The dissent by Chief Justice Roberts (joined by Thomas and Scalia) is an equally interesting read. Roberts cautions how the desire to make a victim whole may blind the Court to the practical or legal flaws:
The Court is correct, of course, that awarding Amy no restitution would be contrary to Congress’s remedial and penological purposes. See ante, at 20. But we have previously refused to allow “policy considerations” including an “expansive declaration of purpose,” and the need to “compensate victims for the full losses they suffered” to deter us from reading virtually identical statutory language to require proof of the harm caused solely by thedefendant’s particular offense.

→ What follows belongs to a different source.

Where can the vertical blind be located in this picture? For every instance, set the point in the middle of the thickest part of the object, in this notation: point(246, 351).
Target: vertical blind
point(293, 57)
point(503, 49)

Roberts says that there are simply some injuries that cannot be quantified in this fashion:
Amy has a qualitatively different injury. Her loss, while undoubtedly genuine, is a result of the collective actions of a huge number of people beginning with her uncle who abused her and put her images on the Internet, to the distributors who make those images more widely avail- able, to the possessors such as Paroline who view her images. The harm to Amy was produced over time, gradually, by tens of thousands of persons acting independently from one another.3 She suffers in particular from her knowledge that her images are being viewed online by an unknown number of people, and from her fear that any person she meets might recognize her from having witnessed her abuse. App. 59–66. But Amy does not know who Paroline is. Id., at 295, n. 11. Nothing in the record comes close to establishing that Amy would have suffered less if Paroline had not possessed her images, let alone how much less. See Brief for United States 25. Amy’s injury is indivisible, which means that Paroline’s particular share of her losses is unknowable. And yet it is proof of Paroline’s particular share that the statute requires.

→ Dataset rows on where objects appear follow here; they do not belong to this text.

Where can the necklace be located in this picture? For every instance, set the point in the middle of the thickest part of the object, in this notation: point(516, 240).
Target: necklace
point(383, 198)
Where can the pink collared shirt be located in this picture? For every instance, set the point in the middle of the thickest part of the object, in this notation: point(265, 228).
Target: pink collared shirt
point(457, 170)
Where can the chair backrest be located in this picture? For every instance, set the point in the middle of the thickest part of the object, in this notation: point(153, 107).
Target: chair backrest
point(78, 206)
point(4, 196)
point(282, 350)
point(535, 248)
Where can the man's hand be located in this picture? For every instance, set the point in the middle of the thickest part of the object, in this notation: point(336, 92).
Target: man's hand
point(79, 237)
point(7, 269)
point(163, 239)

Notably, this would indicate that the Court was more lopsided than the vote count would indicate. In reality, some eight justices felt that restitution should either be small (5) or zero (3). Only Justice Sonia Sotomayor called for the full restitution. I found her opinion the least compelling, including her analogy to a gang rape case which is manifestly different from this circumstance in my view. Sotomayor however defended the analogy:
individuals need not act together to trigger joint and several liability; such liability applies equally to multiple actors who independently commit intentional torts that combine to produce an indivisible injury. Infra, at 11–14. And in any event, the offenders at issue in this case do act together, with the common end of trafficking in the market for images of child sexual abuse. See infra, at 12–13. While these offenders may not be physically in the same room when they commit their crimes, there is no reason to read §2259(b)(4)’s “mandatory” restitution command out of the statute for child abusers who hide behind the anonymity of a computer screen.
Obviously, I have long opposed restitution under the rationales of the prior rulings and in that sense I share many of the concerns raised by the Roberts dissent.